Quelles perspectives ?

Il faut retenir de tout cela que les caractéristiques physiques d'un secteur ne suffisent pas à déterminer son potentiel : elles doivent être croisées avec des analyses économiques au cas par cas. Ce n'est pas parce qu'un secteur supporte un bâti de faible hauteur repérable sur la carte du mode d'occupation des sols (MOS) que sa mutation est possible. Le diagnostic du foncier sera, de plus en plus, un diagnostic de l'occupation.

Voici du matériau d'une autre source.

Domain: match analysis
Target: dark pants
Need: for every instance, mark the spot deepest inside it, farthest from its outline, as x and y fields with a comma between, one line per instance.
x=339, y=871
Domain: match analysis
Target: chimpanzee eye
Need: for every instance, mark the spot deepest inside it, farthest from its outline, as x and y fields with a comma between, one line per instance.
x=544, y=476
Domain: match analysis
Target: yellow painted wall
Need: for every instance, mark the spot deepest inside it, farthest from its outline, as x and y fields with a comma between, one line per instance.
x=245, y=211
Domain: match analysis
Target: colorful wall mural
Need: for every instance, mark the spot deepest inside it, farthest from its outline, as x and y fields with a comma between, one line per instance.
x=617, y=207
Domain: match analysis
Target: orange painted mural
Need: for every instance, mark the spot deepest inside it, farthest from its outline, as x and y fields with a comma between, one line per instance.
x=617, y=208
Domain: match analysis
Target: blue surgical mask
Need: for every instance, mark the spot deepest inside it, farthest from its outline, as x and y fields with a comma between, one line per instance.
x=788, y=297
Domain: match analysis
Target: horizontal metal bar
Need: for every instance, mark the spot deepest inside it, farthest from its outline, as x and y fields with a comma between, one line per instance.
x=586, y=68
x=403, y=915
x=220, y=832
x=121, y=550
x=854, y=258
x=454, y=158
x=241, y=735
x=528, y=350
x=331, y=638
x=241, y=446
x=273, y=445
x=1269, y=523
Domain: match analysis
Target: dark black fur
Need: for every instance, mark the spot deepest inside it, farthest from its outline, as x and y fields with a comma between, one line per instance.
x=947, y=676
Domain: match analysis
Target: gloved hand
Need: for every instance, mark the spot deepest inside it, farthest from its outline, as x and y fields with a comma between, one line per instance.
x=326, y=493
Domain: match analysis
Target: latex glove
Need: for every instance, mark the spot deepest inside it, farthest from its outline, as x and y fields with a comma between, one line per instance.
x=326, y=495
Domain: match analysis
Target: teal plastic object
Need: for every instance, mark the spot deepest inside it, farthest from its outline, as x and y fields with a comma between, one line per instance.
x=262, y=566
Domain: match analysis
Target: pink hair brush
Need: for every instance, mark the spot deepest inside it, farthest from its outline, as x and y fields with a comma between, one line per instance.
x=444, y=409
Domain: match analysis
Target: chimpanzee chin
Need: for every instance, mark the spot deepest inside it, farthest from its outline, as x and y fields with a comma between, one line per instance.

Il est par ailleurs bien connu que l'arrivée d'un grand équipement, et en particulier une gare ou une station de transports en commun, induit et permet une densité supérieure pour les projets futurs. L'annonce de tels projets induit aussi, au demeurant, des comportements spéculatifs sur leur voisinage.
Le véritable enjeu de la politique foncière, dans ce nouveau paradigme du renouvellement de la ville sur elle-même, est donc de constituer des réserves foncières en tissu urbain vivant, de manière à pouvoir à la fois anticiper et réguler, mais aussi capter la rente foncière au profit de la collectivité. Il est clair que les outils créés il y a quelques décennies pour accompagner l'extension urbaine — la déclaration d'utilité publique et les zones d'aménagement différé, notamment — ne sont pas adaptés. Il faut créer de nouvelles démarches, progressives et ciblées. C'est ce que l'EPF Île-de-France recherche en mettant en place, avec des partenaires locaux, des véhicules de type foncières publiques, qui constituent probablement l'avenir de la politique foncière.